AI Token Cost Calculator
Estimate API costs from token count, model, and usage volume.
Runs in your browser. Your data stays on your device.
Input
Result
$315.00
Monthly AI cost
$3.15
Per user / month
45.0M
Tokens processed / month
$3,780.00
Projected annual spend

Model routing saves 70–90%
Route simple tasks (classification, extraction) to small models like Haiku or GPT-5 Nano. Reserve frontier models for complex reasoning. A routing layer that sends 90% of requests to a cheap model can cut your monthly API bill by an order of magnitude.

Prompt caching
If your system prompt or context documents are repeated across requests, prompt caching reduces input costs by up to 90%. Both Anthropic and OpenAI support caching — it pays for itself after a single cached read.
What are tokens?
Tokens are the units of text that language models process. A token is roughly three-quarters of a word in English — about 4 characters. A full page of text is approximately 750 tokens. Every API call consumes input tokens (your prompt, system instructions, and context) and output tokens (the model's response). Both are metered separately, and output tokens are significantly more expensive than input tokens.
How LLM API pricing works
All major LLM providers (OpenAI, Anthropic, Google, xAI, DeepSeek) use pay-per-token pricing. Costs are quoted per million tokens. Input tokens typically cost 3x to 8x less than output tokens — for example, Claude Sonnet 4.6 charges $3 per million input tokens but $15 per million output tokens. This asymmetry means that optimizing response length is often the most effective cost lever.
Input vs. output tokens
Input tokens include everything you send to the model: the system prompt, conversation history, retrieved context (in RAG setups), and the user's message. Output tokens are the model's generated response. In production applications, input tokens often outnumber output tokens by 3:1 or more — but output tokens dominate the cost because of their higher per-token price. A 1,000-token prompt with a 500-token response on Claude Sonnet 4.6 costs $0.003 (input) + $0.0075 (output) = $0.0105.
Choosing the right model
Not every task requires a frontier model. Simple classification, extraction, or summarization tasks perform well on smaller models like Claude Haiku 4.5 ($1/$5 per MTok) or GPT-5 Nano ($0.05/$0.40).

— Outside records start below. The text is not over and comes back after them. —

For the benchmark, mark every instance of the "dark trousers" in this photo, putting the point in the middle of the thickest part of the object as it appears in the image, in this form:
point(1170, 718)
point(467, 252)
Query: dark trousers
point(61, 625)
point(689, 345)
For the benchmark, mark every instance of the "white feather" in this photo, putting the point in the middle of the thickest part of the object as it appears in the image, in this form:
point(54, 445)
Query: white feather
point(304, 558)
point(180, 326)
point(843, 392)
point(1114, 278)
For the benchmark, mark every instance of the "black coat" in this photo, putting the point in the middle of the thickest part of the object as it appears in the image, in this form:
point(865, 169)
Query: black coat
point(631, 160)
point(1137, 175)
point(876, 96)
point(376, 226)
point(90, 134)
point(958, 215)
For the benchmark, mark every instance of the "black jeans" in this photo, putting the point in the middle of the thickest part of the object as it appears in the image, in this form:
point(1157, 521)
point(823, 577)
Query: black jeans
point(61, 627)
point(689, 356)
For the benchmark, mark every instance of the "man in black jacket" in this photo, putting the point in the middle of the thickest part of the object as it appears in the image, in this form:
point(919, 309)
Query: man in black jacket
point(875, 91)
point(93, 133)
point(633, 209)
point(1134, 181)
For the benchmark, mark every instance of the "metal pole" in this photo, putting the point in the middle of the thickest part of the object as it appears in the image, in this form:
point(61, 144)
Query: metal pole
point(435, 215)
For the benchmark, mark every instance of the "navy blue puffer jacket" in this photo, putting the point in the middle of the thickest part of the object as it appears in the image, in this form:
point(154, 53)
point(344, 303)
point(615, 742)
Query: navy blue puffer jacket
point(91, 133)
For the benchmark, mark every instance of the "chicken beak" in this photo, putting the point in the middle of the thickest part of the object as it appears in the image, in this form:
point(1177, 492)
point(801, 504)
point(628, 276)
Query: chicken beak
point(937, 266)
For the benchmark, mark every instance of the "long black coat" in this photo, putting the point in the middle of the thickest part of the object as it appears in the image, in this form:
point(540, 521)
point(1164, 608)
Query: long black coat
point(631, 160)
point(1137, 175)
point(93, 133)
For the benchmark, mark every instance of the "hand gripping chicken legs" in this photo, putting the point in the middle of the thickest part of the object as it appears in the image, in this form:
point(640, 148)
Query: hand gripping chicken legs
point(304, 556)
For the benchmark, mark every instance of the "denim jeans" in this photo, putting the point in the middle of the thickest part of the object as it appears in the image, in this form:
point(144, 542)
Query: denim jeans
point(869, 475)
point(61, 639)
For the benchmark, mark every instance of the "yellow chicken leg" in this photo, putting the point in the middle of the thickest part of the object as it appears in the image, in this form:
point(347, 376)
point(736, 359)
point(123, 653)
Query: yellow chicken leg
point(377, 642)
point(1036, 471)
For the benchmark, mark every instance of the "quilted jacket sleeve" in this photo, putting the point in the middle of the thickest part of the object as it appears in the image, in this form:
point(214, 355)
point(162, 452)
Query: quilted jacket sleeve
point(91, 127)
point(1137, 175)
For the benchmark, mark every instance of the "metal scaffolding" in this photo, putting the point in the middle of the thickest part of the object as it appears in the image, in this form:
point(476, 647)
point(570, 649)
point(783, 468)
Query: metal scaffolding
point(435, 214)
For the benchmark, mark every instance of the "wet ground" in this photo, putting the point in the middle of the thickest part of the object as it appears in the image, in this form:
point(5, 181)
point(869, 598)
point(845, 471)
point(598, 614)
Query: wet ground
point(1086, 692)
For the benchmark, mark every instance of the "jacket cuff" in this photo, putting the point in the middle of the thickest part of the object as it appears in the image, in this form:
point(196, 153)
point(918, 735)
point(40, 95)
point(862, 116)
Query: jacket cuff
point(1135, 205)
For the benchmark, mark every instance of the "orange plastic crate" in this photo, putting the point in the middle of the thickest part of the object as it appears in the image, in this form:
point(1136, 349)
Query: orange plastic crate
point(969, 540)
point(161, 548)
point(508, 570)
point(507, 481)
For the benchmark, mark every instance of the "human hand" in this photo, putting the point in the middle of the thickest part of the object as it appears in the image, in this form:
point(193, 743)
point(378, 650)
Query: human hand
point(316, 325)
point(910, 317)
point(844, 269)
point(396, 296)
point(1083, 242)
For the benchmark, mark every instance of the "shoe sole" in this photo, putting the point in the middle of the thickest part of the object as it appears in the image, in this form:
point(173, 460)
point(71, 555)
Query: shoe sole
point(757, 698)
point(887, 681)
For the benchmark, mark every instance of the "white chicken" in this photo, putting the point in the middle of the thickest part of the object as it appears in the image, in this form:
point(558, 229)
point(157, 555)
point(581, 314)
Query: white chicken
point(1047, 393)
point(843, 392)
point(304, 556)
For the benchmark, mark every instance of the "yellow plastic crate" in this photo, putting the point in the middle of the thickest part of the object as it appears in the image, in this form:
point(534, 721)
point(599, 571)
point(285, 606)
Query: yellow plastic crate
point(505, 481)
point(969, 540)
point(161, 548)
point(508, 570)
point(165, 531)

Complex reasoning, code generation, and multi-step analysis benefit from mid-tier models like Claude Sonnet 4.6 or GPT-5.2. Reserve flagship models (Claude Opus 4.6, GPT-5.2 Pro) for tasks where quality directly impacts business outcomes. A model routing strategy — where requests are classified and sent to the cheapest capable model — can reduce API costs by 70-90%.

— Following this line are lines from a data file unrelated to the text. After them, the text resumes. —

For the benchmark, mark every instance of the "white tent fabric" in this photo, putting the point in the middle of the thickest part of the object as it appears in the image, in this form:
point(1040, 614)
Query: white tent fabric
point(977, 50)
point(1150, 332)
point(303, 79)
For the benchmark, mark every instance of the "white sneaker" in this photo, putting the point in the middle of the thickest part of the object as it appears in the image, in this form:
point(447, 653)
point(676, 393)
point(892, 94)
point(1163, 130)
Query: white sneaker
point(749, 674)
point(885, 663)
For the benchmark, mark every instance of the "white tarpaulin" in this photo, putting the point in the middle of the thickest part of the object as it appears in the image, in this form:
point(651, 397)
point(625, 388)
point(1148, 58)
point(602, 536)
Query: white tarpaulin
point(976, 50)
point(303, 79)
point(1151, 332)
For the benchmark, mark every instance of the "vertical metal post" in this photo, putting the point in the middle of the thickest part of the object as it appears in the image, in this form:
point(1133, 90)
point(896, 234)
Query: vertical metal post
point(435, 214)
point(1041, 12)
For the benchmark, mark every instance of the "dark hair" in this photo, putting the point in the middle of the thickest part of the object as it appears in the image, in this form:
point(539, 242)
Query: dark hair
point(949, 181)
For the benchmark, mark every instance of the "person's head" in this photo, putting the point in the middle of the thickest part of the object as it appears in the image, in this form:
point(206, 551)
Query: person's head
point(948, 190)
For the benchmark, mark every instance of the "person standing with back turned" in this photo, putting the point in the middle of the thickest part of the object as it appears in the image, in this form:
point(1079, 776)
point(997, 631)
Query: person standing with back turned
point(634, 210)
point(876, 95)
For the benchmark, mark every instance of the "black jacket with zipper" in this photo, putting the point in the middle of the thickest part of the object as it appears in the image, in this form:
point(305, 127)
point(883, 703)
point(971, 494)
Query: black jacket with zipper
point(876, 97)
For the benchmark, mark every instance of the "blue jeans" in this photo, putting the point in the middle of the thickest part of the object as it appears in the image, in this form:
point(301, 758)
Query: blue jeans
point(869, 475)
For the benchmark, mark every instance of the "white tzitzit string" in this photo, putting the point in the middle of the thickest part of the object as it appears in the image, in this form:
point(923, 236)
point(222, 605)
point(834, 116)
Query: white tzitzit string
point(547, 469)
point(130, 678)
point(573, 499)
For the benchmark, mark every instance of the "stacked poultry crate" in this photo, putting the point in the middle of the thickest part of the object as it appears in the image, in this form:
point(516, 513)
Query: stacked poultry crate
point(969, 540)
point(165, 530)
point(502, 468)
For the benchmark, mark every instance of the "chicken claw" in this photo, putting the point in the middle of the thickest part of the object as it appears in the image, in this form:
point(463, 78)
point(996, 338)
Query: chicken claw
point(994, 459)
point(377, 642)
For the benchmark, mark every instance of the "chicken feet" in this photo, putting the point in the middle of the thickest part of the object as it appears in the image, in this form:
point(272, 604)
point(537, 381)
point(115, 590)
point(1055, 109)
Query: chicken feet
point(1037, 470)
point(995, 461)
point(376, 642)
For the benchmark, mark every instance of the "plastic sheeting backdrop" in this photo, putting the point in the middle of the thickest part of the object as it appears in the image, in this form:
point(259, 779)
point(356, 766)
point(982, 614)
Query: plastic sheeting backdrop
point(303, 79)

Cost optimization strategies
Prompt caching reduces input costs by up to 90% for repeated context (system prompts, reference documents). Batch processing offers 50% discounts for non-urgent workloads. Shorter, more precise prompts reduce both input and output tokens. Setting a max_tokens limit on responses prevents unexpectedly long outputs. These optimizations compound — caching plus batching plus prompt optimization can reduce effective costs by 80% or more compared to naive implementation.
When to use this calculator
Use this calculator before integrating an LLM API into your product to estimate infrastructure costs. Use it to compare providers and model tiers for the same workload. Use it to build the AI cost line in your financial projections or pitch deck. The cost-per-user-per-month metric is particularly useful for SaaS founders modeling unit economics — it translates abstract token costs into a figure that fits directly into a P&L statement.